Under the new auto-enrolment workplace pension scheme, employers have to pay 1 per cent of their worker’s salary into a pension, if that is matched by the worker. That rises to 2 per cent from 5 April.

So if you are working an extra £6,264-worth of free time, then your employer isn’t just skipping paying that rate, it’s also avoiding paying more than £60 into your pension, rising to £125 a year from next month.

Is this allowed?

Yes, to an extent. Many employee contracts state that staff are expected to work additional hours for no extra pay as and when it is needed to fulfil their duties.

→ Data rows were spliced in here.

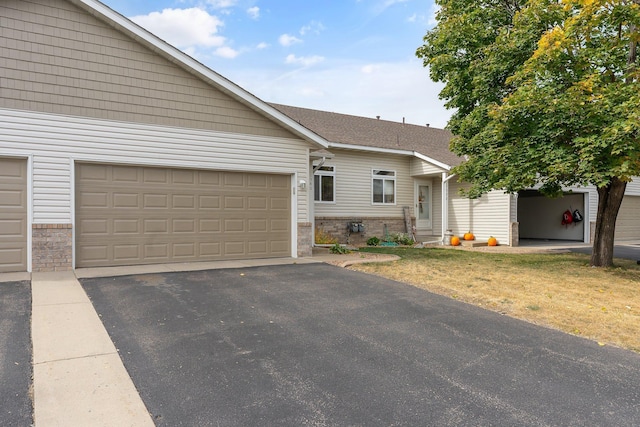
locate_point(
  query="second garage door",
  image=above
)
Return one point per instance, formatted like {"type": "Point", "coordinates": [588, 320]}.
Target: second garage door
{"type": "Point", "coordinates": [129, 215]}
{"type": "Point", "coordinates": [13, 215]}
{"type": "Point", "coordinates": [628, 222]}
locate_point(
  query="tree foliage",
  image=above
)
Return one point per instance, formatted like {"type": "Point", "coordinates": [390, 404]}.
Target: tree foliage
{"type": "Point", "coordinates": [546, 92]}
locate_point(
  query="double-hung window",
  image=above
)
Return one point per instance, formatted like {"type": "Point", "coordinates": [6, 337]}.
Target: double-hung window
{"type": "Point", "coordinates": [383, 186]}
{"type": "Point", "coordinates": [324, 184]}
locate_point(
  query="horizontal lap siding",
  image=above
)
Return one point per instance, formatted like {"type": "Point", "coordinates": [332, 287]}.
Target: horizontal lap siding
{"type": "Point", "coordinates": [628, 222]}
{"type": "Point", "coordinates": [353, 185]}
{"type": "Point", "coordinates": [57, 58]}
{"type": "Point", "coordinates": [56, 141]}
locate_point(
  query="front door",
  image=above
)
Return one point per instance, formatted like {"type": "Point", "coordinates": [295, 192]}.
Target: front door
{"type": "Point", "coordinates": [423, 205]}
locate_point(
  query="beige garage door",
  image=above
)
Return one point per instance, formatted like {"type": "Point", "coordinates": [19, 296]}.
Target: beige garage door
{"type": "Point", "coordinates": [129, 215]}
{"type": "Point", "coordinates": [13, 215]}
{"type": "Point", "coordinates": [628, 222]}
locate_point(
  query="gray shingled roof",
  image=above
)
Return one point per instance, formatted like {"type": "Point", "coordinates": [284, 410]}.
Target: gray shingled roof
{"type": "Point", "coordinates": [363, 131]}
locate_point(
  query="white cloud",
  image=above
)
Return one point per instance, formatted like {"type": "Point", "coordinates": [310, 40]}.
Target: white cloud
{"type": "Point", "coordinates": [221, 4]}
{"type": "Point", "coordinates": [288, 40]}
{"type": "Point", "coordinates": [305, 61]}
{"type": "Point", "coordinates": [369, 68]}
{"type": "Point", "coordinates": [314, 27]}
{"type": "Point", "coordinates": [184, 28]}
{"type": "Point", "coordinates": [254, 12]}
{"type": "Point", "coordinates": [226, 52]}
{"type": "Point", "coordinates": [391, 90]}
{"type": "Point", "coordinates": [381, 6]}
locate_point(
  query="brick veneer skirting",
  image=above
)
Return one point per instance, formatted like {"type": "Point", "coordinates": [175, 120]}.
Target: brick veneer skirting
{"type": "Point", "coordinates": [305, 246]}
{"type": "Point", "coordinates": [52, 247]}
{"type": "Point", "coordinates": [337, 228]}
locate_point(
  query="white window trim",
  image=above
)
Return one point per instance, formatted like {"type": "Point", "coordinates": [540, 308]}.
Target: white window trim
{"type": "Point", "coordinates": [384, 178]}
{"type": "Point", "coordinates": [320, 172]}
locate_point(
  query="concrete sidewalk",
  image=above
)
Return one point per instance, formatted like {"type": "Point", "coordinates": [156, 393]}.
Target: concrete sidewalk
{"type": "Point", "coordinates": [78, 377]}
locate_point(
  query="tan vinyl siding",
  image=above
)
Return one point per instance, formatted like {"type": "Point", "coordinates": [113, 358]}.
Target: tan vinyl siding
{"type": "Point", "coordinates": [60, 140]}
{"type": "Point", "coordinates": [57, 58]}
{"type": "Point", "coordinates": [353, 185]}
{"type": "Point", "coordinates": [628, 222]}
{"type": "Point", "coordinates": [486, 216]}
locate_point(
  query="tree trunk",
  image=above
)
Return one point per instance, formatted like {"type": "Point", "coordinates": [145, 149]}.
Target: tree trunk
{"type": "Point", "coordinates": [609, 201]}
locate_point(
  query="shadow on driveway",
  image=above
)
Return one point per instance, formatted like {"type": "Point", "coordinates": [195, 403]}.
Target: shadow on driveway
{"type": "Point", "coordinates": [319, 345]}
{"type": "Point", "coordinates": [16, 408]}
{"type": "Point", "coordinates": [624, 251]}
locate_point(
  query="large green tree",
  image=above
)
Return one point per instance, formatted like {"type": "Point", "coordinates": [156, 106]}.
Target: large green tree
{"type": "Point", "coordinates": [545, 93]}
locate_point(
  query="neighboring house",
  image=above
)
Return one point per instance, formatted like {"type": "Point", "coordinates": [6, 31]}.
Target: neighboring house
{"type": "Point", "coordinates": [118, 149]}
{"type": "Point", "coordinates": [378, 167]}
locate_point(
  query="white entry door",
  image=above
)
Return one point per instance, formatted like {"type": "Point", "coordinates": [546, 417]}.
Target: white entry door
{"type": "Point", "coordinates": [423, 205]}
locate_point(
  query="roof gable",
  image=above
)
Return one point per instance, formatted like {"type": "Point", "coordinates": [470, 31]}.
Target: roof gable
{"type": "Point", "coordinates": [431, 144]}
{"type": "Point", "coordinates": [251, 103]}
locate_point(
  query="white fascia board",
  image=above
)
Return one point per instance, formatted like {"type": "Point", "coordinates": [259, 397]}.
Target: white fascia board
{"type": "Point", "coordinates": [177, 56]}
{"type": "Point", "coordinates": [433, 161]}
{"type": "Point", "coordinates": [391, 151]}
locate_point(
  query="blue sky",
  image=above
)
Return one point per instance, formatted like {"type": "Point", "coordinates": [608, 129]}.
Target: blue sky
{"type": "Point", "coordinates": [347, 56]}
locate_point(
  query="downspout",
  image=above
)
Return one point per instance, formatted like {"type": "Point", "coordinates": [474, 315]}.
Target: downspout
{"type": "Point", "coordinates": [445, 203]}
{"type": "Point", "coordinates": [312, 202]}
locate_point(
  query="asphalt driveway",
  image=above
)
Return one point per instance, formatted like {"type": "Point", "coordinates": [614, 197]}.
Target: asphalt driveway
{"type": "Point", "coordinates": [16, 408]}
{"type": "Point", "coordinates": [319, 345]}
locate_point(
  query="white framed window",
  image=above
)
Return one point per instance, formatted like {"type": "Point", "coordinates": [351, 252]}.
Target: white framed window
{"type": "Point", "coordinates": [324, 184]}
{"type": "Point", "coordinates": [383, 186]}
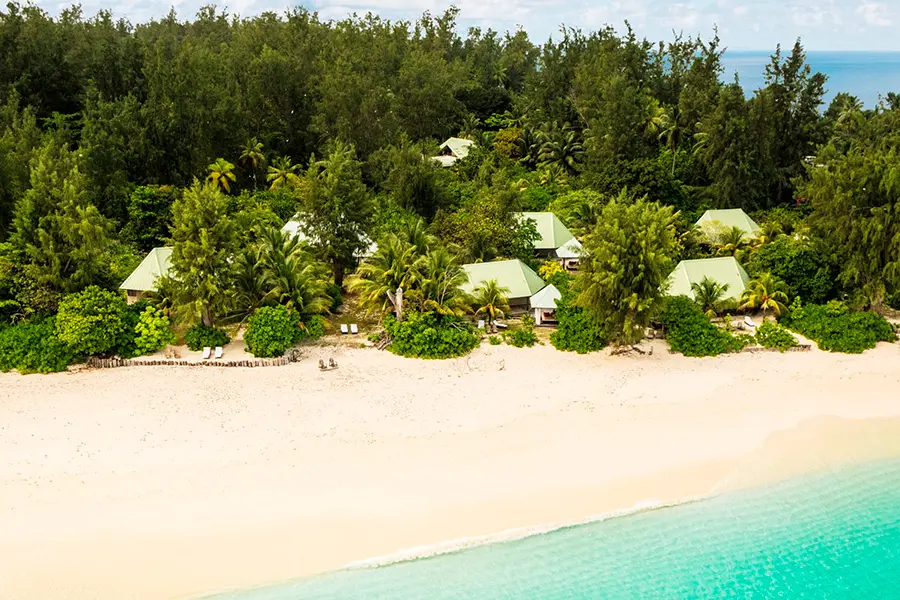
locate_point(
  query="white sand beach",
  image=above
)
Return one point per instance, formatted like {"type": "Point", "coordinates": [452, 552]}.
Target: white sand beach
{"type": "Point", "coordinates": [154, 483]}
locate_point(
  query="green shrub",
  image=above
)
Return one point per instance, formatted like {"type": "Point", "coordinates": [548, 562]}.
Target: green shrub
{"type": "Point", "coordinates": [520, 338]}
{"type": "Point", "coordinates": [271, 331]}
{"type": "Point", "coordinates": [33, 348]}
{"type": "Point", "coordinates": [427, 335]}
{"type": "Point", "coordinates": [524, 337]}
{"type": "Point", "coordinates": [575, 331]}
{"type": "Point", "coordinates": [152, 331]}
{"type": "Point", "coordinates": [93, 321]}
{"type": "Point", "coordinates": [334, 292]}
{"type": "Point", "coordinates": [689, 330]}
{"type": "Point", "coordinates": [773, 335]}
{"type": "Point", "coordinates": [834, 327]}
{"type": "Point", "coordinates": [200, 336]}
{"type": "Point", "coordinates": [314, 327]}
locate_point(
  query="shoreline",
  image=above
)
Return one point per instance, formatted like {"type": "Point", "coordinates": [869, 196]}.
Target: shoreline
{"type": "Point", "coordinates": [826, 428]}
{"type": "Point", "coordinates": [223, 479]}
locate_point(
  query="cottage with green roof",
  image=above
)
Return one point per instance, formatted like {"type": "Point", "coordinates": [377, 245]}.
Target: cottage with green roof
{"type": "Point", "coordinates": [514, 275]}
{"type": "Point", "coordinates": [143, 279]}
{"type": "Point", "coordinates": [452, 150]}
{"type": "Point", "coordinates": [714, 222]}
{"type": "Point", "coordinates": [553, 234]}
{"type": "Point", "coordinates": [725, 270]}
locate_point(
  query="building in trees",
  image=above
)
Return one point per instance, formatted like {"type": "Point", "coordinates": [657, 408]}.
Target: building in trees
{"type": "Point", "coordinates": [142, 280]}
{"type": "Point", "coordinates": [514, 275]}
{"type": "Point", "coordinates": [543, 304]}
{"type": "Point", "coordinates": [452, 150]}
{"type": "Point", "coordinates": [724, 271]}
{"type": "Point", "coordinates": [715, 222]}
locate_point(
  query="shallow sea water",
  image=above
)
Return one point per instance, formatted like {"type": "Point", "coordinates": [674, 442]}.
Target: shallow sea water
{"type": "Point", "coordinates": [834, 535]}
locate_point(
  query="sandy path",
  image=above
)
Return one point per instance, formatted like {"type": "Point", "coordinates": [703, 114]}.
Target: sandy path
{"type": "Point", "coordinates": [156, 483]}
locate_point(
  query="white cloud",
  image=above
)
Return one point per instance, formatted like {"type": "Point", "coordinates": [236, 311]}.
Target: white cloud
{"type": "Point", "coordinates": [875, 14]}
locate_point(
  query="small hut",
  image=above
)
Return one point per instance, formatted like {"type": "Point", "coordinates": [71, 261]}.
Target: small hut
{"type": "Point", "coordinates": [543, 304]}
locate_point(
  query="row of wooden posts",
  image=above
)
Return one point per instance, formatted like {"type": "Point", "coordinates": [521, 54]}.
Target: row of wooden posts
{"type": "Point", "coordinates": [109, 363]}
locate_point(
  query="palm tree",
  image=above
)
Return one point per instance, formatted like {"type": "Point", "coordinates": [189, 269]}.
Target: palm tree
{"type": "Point", "coordinates": [415, 231]}
{"type": "Point", "coordinates": [491, 301]}
{"type": "Point", "coordinates": [440, 284]}
{"type": "Point", "coordinates": [732, 242]}
{"type": "Point", "coordinates": [295, 280]}
{"type": "Point", "coordinates": [708, 295]}
{"type": "Point", "coordinates": [252, 156]}
{"type": "Point", "coordinates": [220, 173]}
{"type": "Point", "coordinates": [892, 99]}
{"type": "Point", "coordinates": [561, 146]}
{"type": "Point", "coordinates": [529, 146]}
{"type": "Point", "coordinates": [765, 293]}
{"type": "Point", "coordinates": [671, 134]}
{"type": "Point", "coordinates": [655, 117]}
{"type": "Point", "coordinates": [249, 282]}
{"type": "Point", "coordinates": [394, 265]}
{"type": "Point", "coordinates": [283, 173]}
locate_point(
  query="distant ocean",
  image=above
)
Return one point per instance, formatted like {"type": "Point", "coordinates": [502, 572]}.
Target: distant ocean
{"type": "Point", "coordinates": [862, 74]}
{"type": "Point", "coordinates": [834, 535]}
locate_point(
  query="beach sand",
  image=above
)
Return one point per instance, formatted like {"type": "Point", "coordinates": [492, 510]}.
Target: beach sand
{"type": "Point", "coordinates": [167, 482]}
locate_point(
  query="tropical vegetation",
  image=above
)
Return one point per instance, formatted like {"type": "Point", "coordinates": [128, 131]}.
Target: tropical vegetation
{"type": "Point", "coordinates": [207, 134]}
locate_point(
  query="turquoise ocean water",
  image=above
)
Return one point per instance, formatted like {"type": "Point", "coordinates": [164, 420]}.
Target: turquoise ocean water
{"type": "Point", "coordinates": [863, 74]}
{"type": "Point", "coordinates": [831, 536]}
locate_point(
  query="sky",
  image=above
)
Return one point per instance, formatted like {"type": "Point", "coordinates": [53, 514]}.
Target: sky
{"type": "Point", "coordinates": [743, 24]}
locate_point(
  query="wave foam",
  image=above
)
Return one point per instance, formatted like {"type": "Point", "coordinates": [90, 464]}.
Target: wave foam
{"type": "Point", "coordinates": [508, 535]}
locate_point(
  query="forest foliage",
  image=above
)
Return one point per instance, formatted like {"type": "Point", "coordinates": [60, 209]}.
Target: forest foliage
{"type": "Point", "coordinates": [207, 134]}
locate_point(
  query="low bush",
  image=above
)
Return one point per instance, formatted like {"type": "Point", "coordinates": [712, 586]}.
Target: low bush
{"type": "Point", "coordinates": [834, 327]}
{"type": "Point", "coordinates": [271, 331]}
{"type": "Point", "coordinates": [689, 330]}
{"type": "Point", "coordinates": [314, 327]}
{"type": "Point", "coordinates": [152, 331]}
{"type": "Point", "coordinates": [427, 335]}
{"type": "Point", "coordinates": [93, 321]}
{"type": "Point", "coordinates": [575, 331]}
{"type": "Point", "coordinates": [200, 336]}
{"type": "Point", "coordinates": [522, 338]}
{"type": "Point", "coordinates": [34, 348]}
{"type": "Point", "coordinates": [773, 335]}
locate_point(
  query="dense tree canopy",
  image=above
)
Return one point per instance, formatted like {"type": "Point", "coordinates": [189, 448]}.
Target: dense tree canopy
{"type": "Point", "coordinates": [208, 134]}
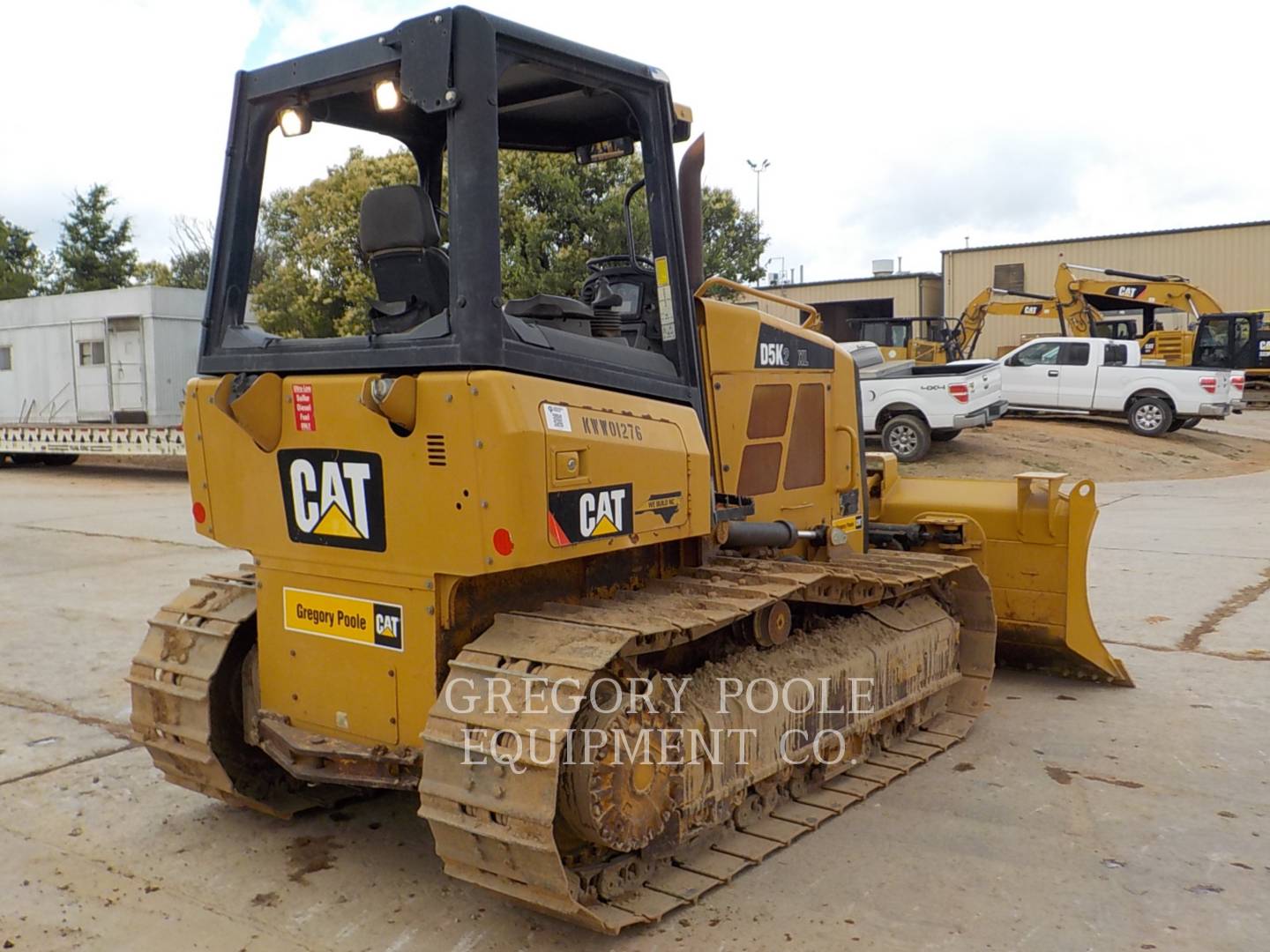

However, any extra hours should not breach working time regulations, which means employees shouldn’t work more than 48 hours a week averaged out over 17 weeks.

Employers can currently ask their staff to opt out of the 48-hour maximum working week but they cannot make them.

If your contract says nothing about working additional hours then you cannot be made to do so. The Advisory, Conciliation and Arbitration Service – better known as Acas – can advise workers who do not understand their rights or feel like employer demands are excessive.

They can be contacted on 0300 123 1100 or there is an online helpline available.

Worsening conditions

While many of us work additional hours to our contracts, the share of employees actually being paid for their extra work has fallen from 17 per cent in 1997 to just 10 per cent last year.

Analysis from think tank the Resolution Foundation has shown that even those who are paid for their extra hours are being paid less; with the number of overtime workers paid “time and a half” falling from 25 per cent 10 years ago to 20 per cent today.

Conor D’Arcy, senior policy analyst at the Resolution Foundation, argued that more government attention must be paid to this issue, which affects three-times as many people as zero-hour contracts.

He said: “Paid overtime is a massive workplace issue for millions of workers, and yet it enjoys a fraction of the attention given to more niche areas like the gig economy.”

Many countries operate systems where overtime workers must be paid an additional premium for their extra hours. For example, in Austria workers must be paid extra for additional hours.